Causes & Transmission
SLO is the most common immune-mediated disease that results in abnormal claws and eventual claw loss.
Affected Animals
SLO has been described in dogs. German Shepherds appear predisposed. The highest incidence is found in young adult to middle-aged dogs.Complications & Prognosis
The prognosis for nail regrowth is good, although some nails may remain deformed or friable. In some dogs, therapy can be discontinued after 6 months. In other cases, long term maintenance therapy is needed to maintain remission. In cases refractory to medical therapy, P3 amputation can be considered.
Treatment
Treat any secondary infections with appropriate antibiotics. SLO is commonly treated with daily oral fatty acids and oral Vitamin E. Noticeable nail regrowth should be noted within 3 months of initiating this therapy. Other treatments include Tetracycline and Niacinamide, pentoxifylline, and for more severe refractory cases Prednisone and other nonsteroidal immunosuppressive drugs can be utilized. A food allergy has been identified in a few cases of this disease, so it may be appropriate to go through a strict , 8-12 week hypoallergenic food trial. A number of dogs have also been diagnosed with Hypothyroidism at the same time SLO has been diagnosed.

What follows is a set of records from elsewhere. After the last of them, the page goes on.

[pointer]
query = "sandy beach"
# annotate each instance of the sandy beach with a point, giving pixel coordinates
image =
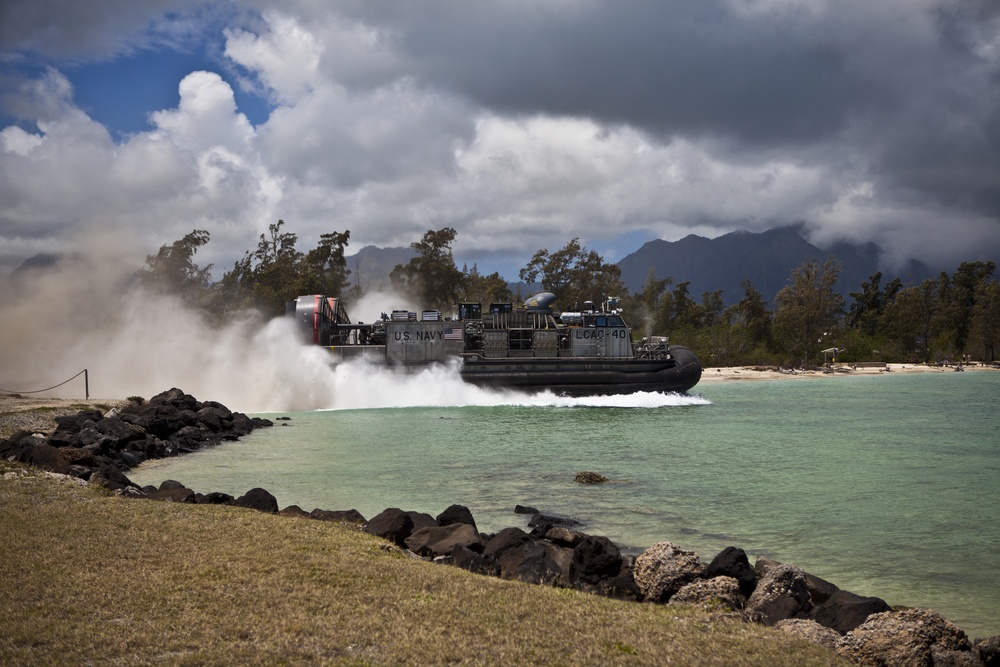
(719, 374)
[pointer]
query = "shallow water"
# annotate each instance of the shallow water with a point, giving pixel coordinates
(885, 485)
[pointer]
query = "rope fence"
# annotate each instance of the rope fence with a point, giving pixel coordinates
(86, 386)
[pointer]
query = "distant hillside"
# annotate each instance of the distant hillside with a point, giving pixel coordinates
(766, 258)
(371, 266)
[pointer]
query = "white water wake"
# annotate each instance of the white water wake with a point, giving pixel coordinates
(359, 385)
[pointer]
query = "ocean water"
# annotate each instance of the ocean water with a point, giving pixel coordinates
(885, 485)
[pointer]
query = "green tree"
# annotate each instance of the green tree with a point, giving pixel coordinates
(959, 300)
(478, 288)
(807, 309)
(324, 268)
(172, 270)
(643, 307)
(574, 274)
(431, 277)
(984, 335)
(869, 304)
(276, 272)
(750, 327)
(908, 321)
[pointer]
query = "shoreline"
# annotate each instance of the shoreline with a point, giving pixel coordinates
(629, 580)
(726, 373)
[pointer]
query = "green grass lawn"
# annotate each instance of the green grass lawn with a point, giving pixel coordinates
(91, 578)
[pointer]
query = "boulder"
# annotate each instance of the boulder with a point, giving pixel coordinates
(819, 589)
(172, 491)
(37, 452)
(392, 524)
(111, 478)
(119, 433)
(843, 611)
(811, 631)
(733, 562)
(595, 558)
(537, 562)
(587, 477)
(988, 651)
(340, 516)
(781, 593)
(456, 514)
(508, 538)
(716, 594)
(663, 569)
(563, 536)
(622, 586)
(541, 523)
(906, 638)
(467, 559)
(442, 540)
(258, 499)
(216, 498)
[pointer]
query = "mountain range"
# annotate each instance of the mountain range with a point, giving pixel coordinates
(766, 258)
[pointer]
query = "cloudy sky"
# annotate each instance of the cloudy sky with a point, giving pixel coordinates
(520, 124)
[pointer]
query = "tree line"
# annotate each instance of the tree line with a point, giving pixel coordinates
(952, 317)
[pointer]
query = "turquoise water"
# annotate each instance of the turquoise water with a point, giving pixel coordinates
(886, 485)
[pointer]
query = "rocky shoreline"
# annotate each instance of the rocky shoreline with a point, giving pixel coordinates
(100, 447)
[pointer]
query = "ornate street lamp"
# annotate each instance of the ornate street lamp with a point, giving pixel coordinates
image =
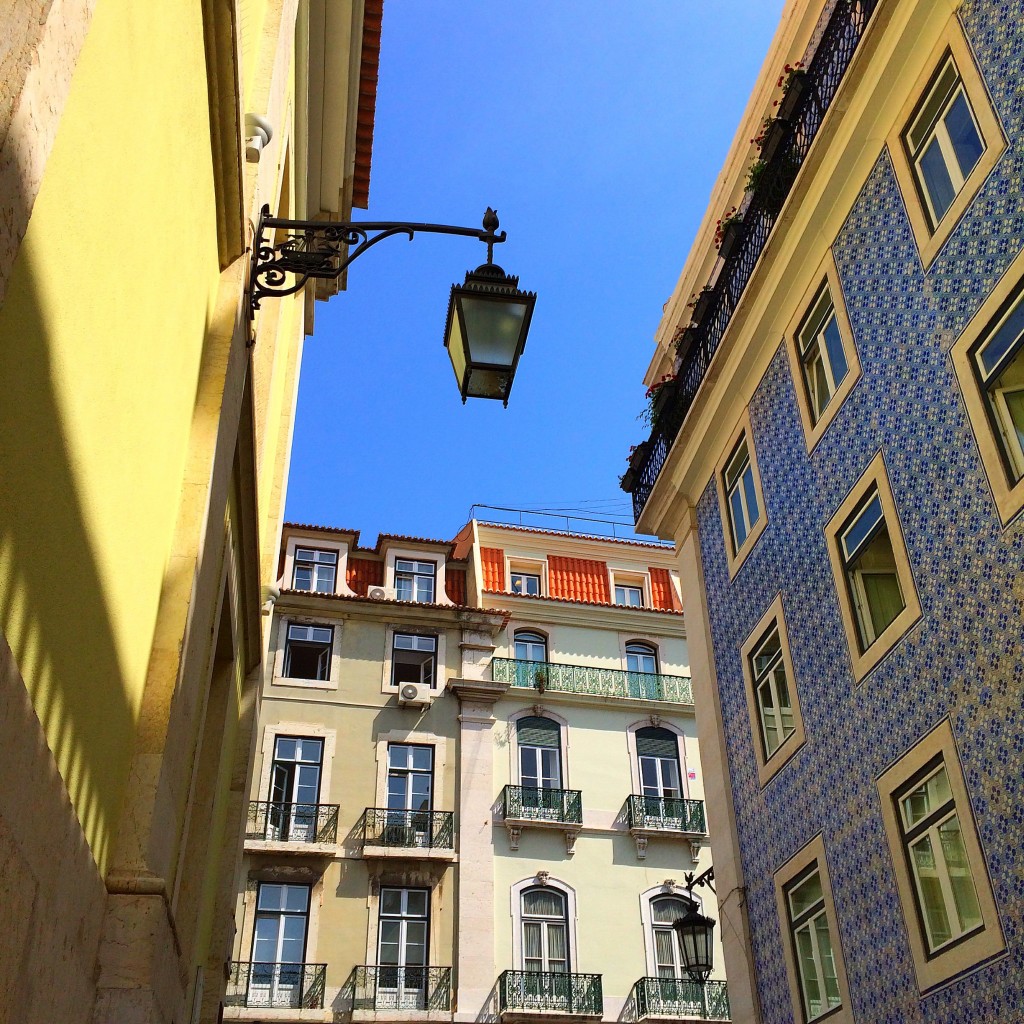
(695, 933)
(487, 318)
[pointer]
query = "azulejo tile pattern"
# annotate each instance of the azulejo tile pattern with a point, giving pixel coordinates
(963, 659)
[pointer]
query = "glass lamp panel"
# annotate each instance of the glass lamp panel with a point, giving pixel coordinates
(493, 329)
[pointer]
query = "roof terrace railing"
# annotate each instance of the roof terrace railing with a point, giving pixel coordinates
(819, 83)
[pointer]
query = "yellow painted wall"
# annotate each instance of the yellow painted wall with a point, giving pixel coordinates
(100, 340)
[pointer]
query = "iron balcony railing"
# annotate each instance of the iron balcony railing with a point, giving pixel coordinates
(676, 997)
(384, 987)
(584, 679)
(275, 986)
(411, 829)
(544, 991)
(564, 806)
(292, 822)
(668, 812)
(838, 43)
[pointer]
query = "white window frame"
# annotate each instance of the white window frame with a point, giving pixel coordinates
(940, 133)
(569, 895)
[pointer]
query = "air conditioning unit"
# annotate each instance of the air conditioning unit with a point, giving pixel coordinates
(415, 695)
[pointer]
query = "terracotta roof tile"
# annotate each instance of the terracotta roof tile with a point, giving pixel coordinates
(663, 594)
(455, 585)
(579, 580)
(493, 560)
(361, 573)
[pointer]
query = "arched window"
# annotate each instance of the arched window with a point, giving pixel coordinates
(657, 754)
(545, 931)
(530, 646)
(540, 754)
(641, 656)
(665, 911)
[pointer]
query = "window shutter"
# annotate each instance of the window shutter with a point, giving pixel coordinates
(538, 732)
(657, 743)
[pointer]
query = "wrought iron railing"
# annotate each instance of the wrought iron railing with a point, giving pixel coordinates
(384, 987)
(820, 81)
(412, 829)
(668, 812)
(543, 991)
(676, 997)
(543, 805)
(282, 822)
(585, 679)
(275, 986)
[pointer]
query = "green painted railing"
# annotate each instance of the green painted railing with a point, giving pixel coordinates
(546, 991)
(668, 812)
(676, 997)
(585, 679)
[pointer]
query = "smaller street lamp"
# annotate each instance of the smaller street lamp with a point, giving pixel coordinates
(695, 932)
(487, 317)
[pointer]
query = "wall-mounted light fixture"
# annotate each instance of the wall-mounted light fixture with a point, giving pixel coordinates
(488, 316)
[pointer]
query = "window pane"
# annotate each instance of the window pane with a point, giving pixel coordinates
(938, 184)
(931, 795)
(964, 134)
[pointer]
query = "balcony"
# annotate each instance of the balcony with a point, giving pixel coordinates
(536, 995)
(525, 807)
(654, 997)
(415, 835)
(383, 989)
(273, 986)
(584, 679)
(839, 41)
(298, 828)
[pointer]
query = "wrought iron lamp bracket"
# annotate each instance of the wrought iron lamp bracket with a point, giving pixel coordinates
(323, 250)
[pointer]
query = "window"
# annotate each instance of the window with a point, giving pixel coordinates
(869, 564)
(545, 932)
(530, 646)
(540, 765)
(811, 942)
(641, 657)
(314, 569)
(741, 498)
(772, 693)
(295, 781)
(279, 946)
(665, 911)
(413, 658)
(776, 727)
(812, 939)
(940, 868)
(821, 353)
(657, 754)
(307, 651)
(879, 600)
(414, 581)
(943, 141)
(998, 364)
(525, 583)
(401, 948)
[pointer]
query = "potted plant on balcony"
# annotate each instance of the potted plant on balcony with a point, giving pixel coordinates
(794, 84)
(729, 232)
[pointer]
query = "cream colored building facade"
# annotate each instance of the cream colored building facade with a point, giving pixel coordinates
(144, 444)
(451, 735)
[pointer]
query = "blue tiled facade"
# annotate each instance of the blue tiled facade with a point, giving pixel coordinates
(964, 659)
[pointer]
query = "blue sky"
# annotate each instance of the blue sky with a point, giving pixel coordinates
(596, 129)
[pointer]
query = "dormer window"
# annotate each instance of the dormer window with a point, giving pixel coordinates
(414, 581)
(314, 570)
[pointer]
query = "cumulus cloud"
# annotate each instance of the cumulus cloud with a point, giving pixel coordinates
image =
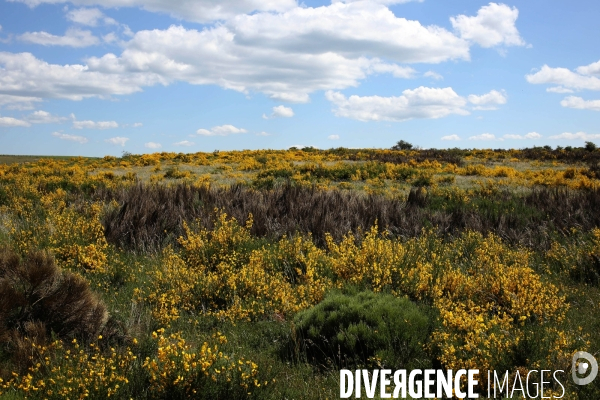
(191, 10)
(433, 75)
(286, 55)
(185, 143)
(564, 78)
(530, 135)
(18, 102)
(152, 145)
(95, 124)
(578, 102)
(44, 117)
(73, 138)
(484, 136)
(117, 141)
(422, 102)
(591, 69)
(10, 122)
(576, 136)
(558, 89)
(493, 25)
(488, 101)
(89, 17)
(451, 137)
(223, 130)
(26, 78)
(73, 38)
(280, 111)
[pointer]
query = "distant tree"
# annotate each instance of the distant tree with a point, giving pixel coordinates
(402, 145)
(590, 146)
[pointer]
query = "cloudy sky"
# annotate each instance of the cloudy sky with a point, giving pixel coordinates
(91, 77)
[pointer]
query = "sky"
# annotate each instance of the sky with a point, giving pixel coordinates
(95, 78)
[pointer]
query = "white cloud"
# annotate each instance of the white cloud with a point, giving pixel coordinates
(44, 117)
(362, 28)
(576, 136)
(578, 102)
(280, 111)
(386, 2)
(73, 38)
(422, 102)
(451, 137)
(26, 78)
(487, 101)
(110, 38)
(89, 17)
(18, 102)
(191, 10)
(73, 138)
(484, 136)
(433, 75)
(185, 143)
(95, 124)
(558, 89)
(152, 145)
(286, 55)
(118, 141)
(530, 135)
(565, 78)
(494, 25)
(533, 135)
(222, 130)
(591, 69)
(12, 122)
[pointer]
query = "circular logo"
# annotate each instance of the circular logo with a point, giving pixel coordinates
(580, 367)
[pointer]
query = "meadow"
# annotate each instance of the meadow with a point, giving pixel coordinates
(259, 274)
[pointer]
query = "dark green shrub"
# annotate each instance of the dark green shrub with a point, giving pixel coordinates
(363, 329)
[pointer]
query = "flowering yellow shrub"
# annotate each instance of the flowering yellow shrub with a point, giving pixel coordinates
(220, 275)
(77, 237)
(72, 372)
(179, 368)
(375, 261)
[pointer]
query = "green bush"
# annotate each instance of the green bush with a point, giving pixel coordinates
(363, 329)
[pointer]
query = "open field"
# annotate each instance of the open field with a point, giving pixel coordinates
(259, 274)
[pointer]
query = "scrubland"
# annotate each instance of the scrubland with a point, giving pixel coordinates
(259, 274)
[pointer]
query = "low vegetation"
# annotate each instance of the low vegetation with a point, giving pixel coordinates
(259, 274)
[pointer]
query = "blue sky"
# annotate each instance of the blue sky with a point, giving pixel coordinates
(91, 78)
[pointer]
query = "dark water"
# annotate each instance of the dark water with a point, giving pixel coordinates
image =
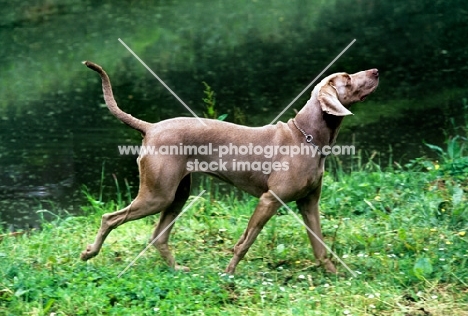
(56, 136)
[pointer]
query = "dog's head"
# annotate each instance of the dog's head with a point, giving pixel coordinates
(337, 92)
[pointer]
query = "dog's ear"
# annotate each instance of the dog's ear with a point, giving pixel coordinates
(329, 102)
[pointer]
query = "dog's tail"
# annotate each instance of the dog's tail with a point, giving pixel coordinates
(131, 121)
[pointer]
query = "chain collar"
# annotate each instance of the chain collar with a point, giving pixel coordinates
(309, 139)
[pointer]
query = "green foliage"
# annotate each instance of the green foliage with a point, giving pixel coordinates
(210, 104)
(454, 159)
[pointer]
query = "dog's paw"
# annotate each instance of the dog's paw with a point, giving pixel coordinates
(181, 268)
(87, 253)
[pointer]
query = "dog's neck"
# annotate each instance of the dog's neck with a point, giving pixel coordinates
(322, 126)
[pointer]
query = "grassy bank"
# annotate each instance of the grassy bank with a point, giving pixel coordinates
(402, 231)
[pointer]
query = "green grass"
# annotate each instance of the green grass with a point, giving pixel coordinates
(402, 231)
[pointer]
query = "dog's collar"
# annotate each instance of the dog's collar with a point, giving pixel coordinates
(309, 138)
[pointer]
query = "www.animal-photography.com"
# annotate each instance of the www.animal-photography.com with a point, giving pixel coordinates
(234, 158)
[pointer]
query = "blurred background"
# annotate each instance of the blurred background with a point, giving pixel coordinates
(57, 137)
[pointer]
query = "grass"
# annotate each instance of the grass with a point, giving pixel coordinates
(402, 231)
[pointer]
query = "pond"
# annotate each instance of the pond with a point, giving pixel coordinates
(57, 136)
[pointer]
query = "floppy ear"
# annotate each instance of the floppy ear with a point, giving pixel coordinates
(329, 102)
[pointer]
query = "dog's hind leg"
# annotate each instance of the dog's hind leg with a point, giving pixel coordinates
(139, 208)
(266, 208)
(153, 197)
(162, 232)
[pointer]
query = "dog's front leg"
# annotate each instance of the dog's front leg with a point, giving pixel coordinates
(309, 208)
(266, 208)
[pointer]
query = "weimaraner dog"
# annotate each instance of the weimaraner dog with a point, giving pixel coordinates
(165, 178)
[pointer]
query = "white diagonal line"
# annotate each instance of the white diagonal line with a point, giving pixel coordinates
(312, 82)
(310, 231)
(160, 80)
(157, 237)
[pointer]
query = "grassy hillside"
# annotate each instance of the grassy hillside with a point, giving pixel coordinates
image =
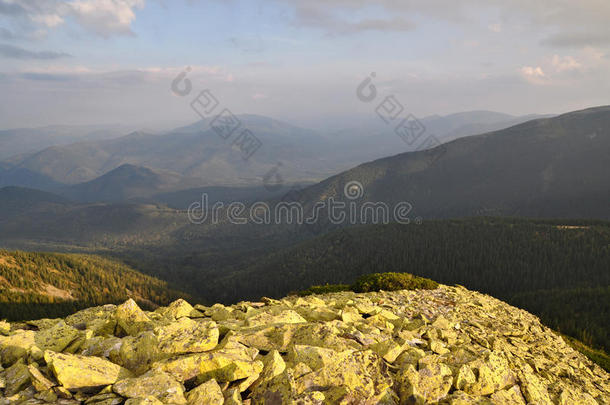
(34, 285)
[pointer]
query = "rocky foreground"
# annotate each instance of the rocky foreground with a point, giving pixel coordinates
(448, 346)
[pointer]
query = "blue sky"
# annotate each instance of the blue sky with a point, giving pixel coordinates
(113, 61)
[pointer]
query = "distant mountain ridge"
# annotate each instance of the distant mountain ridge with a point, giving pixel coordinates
(551, 167)
(203, 158)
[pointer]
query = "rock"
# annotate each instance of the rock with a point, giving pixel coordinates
(273, 365)
(143, 401)
(208, 393)
(56, 338)
(83, 373)
(222, 365)
(445, 346)
(17, 378)
(233, 397)
(16, 346)
(430, 384)
(131, 318)
(178, 309)
(465, 378)
(100, 320)
(494, 374)
(5, 328)
(107, 398)
(389, 350)
(357, 375)
(533, 389)
(187, 336)
(137, 354)
(39, 380)
(101, 346)
(280, 316)
(154, 383)
(513, 396)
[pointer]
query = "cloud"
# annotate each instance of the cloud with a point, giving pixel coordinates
(10, 51)
(557, 23)
(333, 24)
(48, 77)
(578, 39)
(497, 27)
(6, 34)
(565, 64)
(102, 17)
(106, 17)
(533, 75)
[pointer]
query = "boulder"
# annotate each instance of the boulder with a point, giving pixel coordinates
(100, 320)
(152, 384)
(143, 401)
(131, 318)
(56, 338)
(5, 328)
(179, 309)
(138, 353)
(222, 365)
(208, 393)
(16, 346)
(40, 382)
(187, 336)
(76, 372)
(16, 378)
(430, 384)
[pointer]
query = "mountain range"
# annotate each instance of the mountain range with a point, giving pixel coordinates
(549, 167)
(196, 156)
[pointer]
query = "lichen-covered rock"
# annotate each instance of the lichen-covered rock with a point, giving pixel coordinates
(16, 378)
(149, 400)
(5, 328)
(56, 338)
(40, 382)
(138, 353)
(428, 384)
(445, 346)
(81, 372)
(187, 336)
(100, 320)
(131, 318)
(208, 393)
(222, 365)
(154, 383)
(16, 346)
(178, 309)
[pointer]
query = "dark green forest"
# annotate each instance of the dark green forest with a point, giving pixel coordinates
(559, 270)
(37, 285)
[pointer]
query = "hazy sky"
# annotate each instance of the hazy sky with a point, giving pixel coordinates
(113, 61)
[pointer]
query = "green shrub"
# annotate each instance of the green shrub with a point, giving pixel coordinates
(324, 289)
(392, 282)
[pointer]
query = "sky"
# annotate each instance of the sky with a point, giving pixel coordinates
(114, 61)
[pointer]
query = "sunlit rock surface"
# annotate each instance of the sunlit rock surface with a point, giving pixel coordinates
(443, 346)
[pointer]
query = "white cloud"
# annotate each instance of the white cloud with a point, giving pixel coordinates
(103, 17)
(534, 75)
(565, 64)
(106, 17)
(497, 27)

A full thyroid panel may be indicated to evaluate this common hormonal disease.
Diagnosis
Other diseases that need to be considered in the differentials include fungal and bacterial claw infections, autoimmune skin disorders, drug reaction, and vasculitis. In most instances a diagnosis can be made from visual inspection, however a biopsy of the digit is required for definitive diagnosis.